Le Frère Untel (qu’il écrivit en un seul mot au moment de publier ses célèbres Insolences) a par ses puissants coups de gueule contribué à réveiller le Québec et à le pousser vers la Révolution tranquille. Cette révolution, comme il le dira lui-même, se préparait depuis déjà longtemps. Beaucoup l’appelaient de leurs voeux, au Devoir, à Cité libre, au Parti libéral du Québec. Même l’Union nationale, qui venait de perdre son « cheuf », la pressentait. Prenant la succession du premier ministre Maurice Duplessis, Paul Sauvé n’avait pas voulu faire autre chose avec son célèbre « désormais » que canaliser la pression qu’il sentait monter.
Les Insolences de Jean-Paul Desbiens n’expriment rien d’autre que le refus de la résignation d’un homme « né pour un petit pain ». Sa première lettre au Devoir est un cri d’alarme.
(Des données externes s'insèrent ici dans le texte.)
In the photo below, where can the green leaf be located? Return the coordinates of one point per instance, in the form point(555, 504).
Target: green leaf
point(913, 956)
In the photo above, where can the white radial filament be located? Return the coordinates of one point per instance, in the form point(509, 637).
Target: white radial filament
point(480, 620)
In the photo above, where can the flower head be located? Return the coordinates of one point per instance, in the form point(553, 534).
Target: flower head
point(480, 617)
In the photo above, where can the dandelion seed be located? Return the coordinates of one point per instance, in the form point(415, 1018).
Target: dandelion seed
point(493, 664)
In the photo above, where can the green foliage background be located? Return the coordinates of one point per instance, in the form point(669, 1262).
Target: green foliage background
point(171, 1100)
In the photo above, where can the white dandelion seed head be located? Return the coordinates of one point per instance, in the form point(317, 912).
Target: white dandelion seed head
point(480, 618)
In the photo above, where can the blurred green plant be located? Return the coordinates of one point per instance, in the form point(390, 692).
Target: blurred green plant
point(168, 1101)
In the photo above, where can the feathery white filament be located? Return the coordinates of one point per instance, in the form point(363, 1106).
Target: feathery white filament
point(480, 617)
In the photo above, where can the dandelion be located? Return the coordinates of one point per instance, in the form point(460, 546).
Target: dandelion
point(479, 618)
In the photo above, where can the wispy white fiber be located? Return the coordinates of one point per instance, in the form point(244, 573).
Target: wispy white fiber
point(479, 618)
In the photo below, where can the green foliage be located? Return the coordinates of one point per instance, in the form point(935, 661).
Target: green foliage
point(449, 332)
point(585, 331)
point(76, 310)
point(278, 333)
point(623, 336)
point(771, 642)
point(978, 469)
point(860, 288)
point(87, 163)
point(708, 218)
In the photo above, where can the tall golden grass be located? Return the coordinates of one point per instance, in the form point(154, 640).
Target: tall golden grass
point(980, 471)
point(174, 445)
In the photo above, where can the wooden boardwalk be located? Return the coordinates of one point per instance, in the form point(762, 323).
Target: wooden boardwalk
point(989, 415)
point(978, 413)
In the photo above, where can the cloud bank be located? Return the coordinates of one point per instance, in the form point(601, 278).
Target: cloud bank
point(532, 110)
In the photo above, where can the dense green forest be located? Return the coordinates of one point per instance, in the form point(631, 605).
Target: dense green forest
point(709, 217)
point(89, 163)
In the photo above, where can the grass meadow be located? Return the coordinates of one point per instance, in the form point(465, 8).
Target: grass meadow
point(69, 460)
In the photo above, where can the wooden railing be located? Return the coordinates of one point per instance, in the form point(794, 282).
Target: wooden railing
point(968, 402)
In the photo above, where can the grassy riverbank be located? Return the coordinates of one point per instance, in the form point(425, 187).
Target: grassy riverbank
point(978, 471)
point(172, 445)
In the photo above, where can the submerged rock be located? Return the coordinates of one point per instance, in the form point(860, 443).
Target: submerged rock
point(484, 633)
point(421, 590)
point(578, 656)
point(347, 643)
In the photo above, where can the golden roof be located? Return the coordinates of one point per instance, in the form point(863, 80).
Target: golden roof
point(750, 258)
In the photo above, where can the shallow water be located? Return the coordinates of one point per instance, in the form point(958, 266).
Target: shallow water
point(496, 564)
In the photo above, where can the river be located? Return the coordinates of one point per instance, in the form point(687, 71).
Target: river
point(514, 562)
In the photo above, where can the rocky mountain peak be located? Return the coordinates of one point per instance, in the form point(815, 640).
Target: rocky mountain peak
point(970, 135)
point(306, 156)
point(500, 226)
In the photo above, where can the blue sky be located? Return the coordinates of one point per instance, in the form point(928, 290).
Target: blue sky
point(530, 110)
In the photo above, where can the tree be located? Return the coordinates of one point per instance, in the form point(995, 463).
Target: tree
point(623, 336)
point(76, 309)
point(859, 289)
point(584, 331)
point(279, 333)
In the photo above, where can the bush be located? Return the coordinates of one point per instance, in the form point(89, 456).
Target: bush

Il porte sa plume dans la plaie du « joual » dont il n’accepte pas le côté réducteur. Il écrit : « Nos élèves parlent joual parce qu’ils vivent joual. On ne réglera rien en agissant sur le plan du langage [...] ; c’est sur la civilisation qu’il faut agir. » Il poursuit en soulignant que « c’est toute la société canadienne-française qui abandonne. C’est nos commerçants qui affichent des raisons sociales anglaises [...]. Et voyez les panneaux-réclames, le long des routes. Nous sommes une race servile. Nous avons eu les reins cassés il y a deux siècles et ça paraît. »
Avec le Frère Untel, c’est la parole qui se libère. Le symbole est d’autant plus fort que celui qui brise ses chaînes est un religieux qui a fait voeu d’obéissance. Son propos est entendu partout. Il parle haut et fort (« C’est à la hache que je travaille », dit-il dans la préface des Insolences) et il réclame une réforme du système d’éducation du Québec qui viendra avec le rapport Parent et qu’il aidera à mettre en place une fois revenu d’Europe, où sa communauté avait envoyé l’insolent en pénitence.
Le Québec doit beaucoup à cet homme qui, disait-il en conclusion des Insolences, avait voulu créer un appel d’air pour que « s’expriment les générations de silencieux d’où je suis sorti ». L’enseignant qu’il était aura réussi. Pour la société québécoise, il aura été un grand pédagogue.